The Scanner.Scan() method crawls open directory URLs and collects file links.

Directory Validation

Before processing links on a page, odirscan validates that the page is a genuine open directory listing by checking that:

  • The HTML <title> text matches the first <h1> text
  • Both are non-empty

Pages that fail this check are skipped.

For each <a href> on a validated page:

  • Directories (href ends with /) -- Visited recursively, unless the absolute URL contains a keyword from SkipSubdirKeywords.
  • Files (everything else) -- Added to findings, unless the file extension maps to a MIME type matching a prefix in SkipMimeTypePrefixes.

MIME-Type Filtering

Files are filtered by their extension's MIME type using Go's mime.TypeByExtension. The default skip list excludes:

  • image/*
  • font/*
  • text/css
  • audio/*
  • video/*

Subdirectory Filtering

Directories containing any of the configured keywords in their absolute URL are skipped.
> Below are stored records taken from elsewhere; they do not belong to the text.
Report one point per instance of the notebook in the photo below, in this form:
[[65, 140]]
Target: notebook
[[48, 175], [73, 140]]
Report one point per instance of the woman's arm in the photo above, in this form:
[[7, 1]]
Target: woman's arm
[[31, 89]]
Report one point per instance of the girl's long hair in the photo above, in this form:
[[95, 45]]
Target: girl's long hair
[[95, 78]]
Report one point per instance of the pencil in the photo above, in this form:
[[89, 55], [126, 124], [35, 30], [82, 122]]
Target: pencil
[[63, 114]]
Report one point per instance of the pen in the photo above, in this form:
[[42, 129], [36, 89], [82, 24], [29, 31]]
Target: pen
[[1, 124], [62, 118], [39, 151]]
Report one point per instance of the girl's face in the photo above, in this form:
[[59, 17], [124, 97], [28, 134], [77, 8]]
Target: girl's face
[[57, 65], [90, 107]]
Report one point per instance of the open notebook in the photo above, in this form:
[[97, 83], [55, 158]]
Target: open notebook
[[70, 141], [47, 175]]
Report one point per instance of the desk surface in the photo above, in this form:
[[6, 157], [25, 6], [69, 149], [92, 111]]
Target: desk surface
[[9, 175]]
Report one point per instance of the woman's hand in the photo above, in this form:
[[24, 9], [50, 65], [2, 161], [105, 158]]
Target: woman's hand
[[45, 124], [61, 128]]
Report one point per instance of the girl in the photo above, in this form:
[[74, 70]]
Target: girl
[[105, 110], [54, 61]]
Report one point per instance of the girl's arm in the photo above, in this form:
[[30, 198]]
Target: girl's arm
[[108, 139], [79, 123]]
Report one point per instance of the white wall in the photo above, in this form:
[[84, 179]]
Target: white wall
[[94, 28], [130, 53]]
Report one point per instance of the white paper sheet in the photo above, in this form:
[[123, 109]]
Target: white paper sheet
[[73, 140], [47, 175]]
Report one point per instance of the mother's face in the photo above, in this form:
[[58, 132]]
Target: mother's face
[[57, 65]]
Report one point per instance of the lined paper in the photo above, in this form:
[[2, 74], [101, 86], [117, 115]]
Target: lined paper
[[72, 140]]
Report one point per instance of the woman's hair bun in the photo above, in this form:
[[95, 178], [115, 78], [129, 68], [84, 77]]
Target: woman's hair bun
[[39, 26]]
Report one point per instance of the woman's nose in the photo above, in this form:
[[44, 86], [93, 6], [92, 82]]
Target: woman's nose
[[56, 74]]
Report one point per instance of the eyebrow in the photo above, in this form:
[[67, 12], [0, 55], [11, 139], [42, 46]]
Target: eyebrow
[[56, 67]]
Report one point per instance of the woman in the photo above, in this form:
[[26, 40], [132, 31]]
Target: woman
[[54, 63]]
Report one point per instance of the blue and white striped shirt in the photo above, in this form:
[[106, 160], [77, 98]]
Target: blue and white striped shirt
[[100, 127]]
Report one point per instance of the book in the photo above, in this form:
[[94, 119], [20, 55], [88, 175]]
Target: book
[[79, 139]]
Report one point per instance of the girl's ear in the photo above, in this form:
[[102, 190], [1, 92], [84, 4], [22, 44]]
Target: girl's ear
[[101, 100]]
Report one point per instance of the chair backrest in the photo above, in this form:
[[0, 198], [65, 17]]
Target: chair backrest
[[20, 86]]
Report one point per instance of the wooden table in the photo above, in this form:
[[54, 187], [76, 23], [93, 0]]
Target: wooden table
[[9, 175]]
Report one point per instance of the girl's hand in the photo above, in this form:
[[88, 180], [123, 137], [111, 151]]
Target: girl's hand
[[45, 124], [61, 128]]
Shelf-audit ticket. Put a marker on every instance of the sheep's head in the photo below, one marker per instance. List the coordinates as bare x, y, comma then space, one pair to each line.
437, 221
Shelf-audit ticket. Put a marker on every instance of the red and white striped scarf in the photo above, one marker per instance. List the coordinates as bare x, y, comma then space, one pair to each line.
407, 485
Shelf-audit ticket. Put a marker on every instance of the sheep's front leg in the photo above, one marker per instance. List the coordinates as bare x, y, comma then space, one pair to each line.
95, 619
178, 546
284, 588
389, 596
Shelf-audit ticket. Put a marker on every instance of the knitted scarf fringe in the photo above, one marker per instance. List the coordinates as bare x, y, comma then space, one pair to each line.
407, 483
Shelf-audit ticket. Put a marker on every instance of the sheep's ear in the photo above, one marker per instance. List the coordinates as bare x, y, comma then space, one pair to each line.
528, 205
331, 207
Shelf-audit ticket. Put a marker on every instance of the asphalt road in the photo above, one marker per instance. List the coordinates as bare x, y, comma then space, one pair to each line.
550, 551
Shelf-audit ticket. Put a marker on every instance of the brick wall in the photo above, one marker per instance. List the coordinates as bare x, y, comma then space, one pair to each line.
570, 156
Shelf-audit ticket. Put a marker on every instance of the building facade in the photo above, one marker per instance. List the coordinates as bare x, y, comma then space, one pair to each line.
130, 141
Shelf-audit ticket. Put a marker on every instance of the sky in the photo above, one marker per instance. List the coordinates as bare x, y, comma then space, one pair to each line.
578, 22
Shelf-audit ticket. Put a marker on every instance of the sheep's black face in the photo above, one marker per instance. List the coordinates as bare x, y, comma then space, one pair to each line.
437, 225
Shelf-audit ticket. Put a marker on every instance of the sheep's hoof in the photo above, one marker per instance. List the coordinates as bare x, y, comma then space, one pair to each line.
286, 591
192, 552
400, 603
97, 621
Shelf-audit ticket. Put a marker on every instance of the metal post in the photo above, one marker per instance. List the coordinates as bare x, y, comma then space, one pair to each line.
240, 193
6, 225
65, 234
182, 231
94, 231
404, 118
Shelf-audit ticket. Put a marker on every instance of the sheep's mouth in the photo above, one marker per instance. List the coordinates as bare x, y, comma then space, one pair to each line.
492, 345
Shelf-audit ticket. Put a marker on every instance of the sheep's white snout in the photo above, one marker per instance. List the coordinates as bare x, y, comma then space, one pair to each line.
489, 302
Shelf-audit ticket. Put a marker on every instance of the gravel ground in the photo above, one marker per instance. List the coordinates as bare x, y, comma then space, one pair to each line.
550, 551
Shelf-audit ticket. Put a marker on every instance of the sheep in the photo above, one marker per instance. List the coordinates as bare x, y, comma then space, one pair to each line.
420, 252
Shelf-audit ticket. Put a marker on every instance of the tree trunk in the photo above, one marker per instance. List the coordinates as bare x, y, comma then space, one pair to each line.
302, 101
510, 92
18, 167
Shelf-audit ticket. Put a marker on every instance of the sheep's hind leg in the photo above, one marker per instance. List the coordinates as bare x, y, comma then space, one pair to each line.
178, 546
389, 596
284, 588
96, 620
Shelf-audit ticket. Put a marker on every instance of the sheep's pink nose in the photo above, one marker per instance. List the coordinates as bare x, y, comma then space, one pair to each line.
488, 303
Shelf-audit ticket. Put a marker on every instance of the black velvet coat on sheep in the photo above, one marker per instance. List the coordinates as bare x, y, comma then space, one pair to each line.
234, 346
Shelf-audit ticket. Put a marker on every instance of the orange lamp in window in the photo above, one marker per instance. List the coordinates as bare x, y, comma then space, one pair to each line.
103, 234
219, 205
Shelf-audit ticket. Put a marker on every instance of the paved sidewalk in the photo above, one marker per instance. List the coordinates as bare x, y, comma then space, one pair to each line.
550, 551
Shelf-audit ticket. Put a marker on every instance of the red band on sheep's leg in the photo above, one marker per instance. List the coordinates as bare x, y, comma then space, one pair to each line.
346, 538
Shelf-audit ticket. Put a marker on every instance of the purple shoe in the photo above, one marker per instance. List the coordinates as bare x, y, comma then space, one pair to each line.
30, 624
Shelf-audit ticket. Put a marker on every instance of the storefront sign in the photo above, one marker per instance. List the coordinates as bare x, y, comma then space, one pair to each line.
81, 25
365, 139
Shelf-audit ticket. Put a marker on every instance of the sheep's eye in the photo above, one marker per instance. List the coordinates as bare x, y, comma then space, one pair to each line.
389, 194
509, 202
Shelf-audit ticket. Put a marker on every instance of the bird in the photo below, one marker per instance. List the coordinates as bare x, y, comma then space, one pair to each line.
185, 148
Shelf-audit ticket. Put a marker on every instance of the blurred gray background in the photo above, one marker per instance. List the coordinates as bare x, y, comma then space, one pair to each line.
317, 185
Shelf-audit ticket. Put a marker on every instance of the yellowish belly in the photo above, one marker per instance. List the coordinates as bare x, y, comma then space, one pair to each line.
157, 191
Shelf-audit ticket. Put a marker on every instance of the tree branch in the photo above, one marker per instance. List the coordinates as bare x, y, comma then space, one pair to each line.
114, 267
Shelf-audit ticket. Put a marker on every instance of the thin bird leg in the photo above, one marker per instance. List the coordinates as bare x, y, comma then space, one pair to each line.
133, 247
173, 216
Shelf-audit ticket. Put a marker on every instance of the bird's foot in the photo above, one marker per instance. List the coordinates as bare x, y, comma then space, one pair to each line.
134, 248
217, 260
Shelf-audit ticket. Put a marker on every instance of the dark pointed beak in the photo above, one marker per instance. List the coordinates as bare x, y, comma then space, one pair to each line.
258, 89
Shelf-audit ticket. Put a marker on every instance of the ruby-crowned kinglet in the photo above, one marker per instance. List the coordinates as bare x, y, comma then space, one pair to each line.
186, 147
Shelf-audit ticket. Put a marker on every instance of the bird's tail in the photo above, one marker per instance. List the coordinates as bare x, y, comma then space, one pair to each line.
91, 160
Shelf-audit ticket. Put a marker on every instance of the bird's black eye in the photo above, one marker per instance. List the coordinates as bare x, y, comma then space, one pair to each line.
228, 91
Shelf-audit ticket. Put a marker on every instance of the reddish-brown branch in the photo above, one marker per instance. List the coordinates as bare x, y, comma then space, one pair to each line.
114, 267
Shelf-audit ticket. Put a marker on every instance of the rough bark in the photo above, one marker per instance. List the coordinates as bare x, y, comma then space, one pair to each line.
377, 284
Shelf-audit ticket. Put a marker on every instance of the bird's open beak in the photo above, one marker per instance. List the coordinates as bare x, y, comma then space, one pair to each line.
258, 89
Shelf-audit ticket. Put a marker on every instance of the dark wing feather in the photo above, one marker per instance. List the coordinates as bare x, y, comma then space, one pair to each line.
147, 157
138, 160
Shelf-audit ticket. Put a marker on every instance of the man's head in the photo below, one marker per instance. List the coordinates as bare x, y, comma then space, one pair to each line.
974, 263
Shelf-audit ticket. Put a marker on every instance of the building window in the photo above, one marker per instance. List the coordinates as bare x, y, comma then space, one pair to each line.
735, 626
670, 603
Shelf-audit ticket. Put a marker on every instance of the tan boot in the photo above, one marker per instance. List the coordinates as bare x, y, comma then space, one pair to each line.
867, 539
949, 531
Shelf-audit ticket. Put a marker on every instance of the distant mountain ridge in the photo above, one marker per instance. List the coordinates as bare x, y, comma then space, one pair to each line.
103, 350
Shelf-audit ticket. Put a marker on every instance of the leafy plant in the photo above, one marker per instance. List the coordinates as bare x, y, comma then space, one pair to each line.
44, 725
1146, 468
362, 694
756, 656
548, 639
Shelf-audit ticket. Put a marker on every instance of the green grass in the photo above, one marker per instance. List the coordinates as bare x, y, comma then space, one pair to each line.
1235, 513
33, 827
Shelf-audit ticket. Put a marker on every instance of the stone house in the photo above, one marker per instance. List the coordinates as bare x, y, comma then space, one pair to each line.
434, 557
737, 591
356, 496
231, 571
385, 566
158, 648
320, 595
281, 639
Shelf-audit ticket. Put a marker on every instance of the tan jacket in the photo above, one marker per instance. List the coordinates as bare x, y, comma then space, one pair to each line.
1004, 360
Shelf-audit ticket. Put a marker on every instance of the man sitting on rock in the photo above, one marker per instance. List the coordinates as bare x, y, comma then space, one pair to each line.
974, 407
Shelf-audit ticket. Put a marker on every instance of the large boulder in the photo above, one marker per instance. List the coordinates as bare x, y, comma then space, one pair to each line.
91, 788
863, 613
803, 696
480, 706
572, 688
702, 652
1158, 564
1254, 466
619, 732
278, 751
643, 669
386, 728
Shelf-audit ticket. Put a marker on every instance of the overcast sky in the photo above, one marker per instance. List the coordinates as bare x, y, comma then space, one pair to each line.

The defaults target version control directories, dependency caches, and IDE folders.

Phase 2: Tag

The Scanner.Tag() method performs HTTP HEAD requests on every file URL discovered in Phase 1. For each response, it extracts:

FieldHTTP HeaderDescription
ContentTypeContent-TypeMIME type of the file
ContentLengthContent-LengthFile size in bytes
LastModifiedLast-ModifiedWhen the file was last modified (RFC 1123 format)
ScanTimeDateWhen the server responded

The result is a list of ScanFinding objects ready for display in the web UI.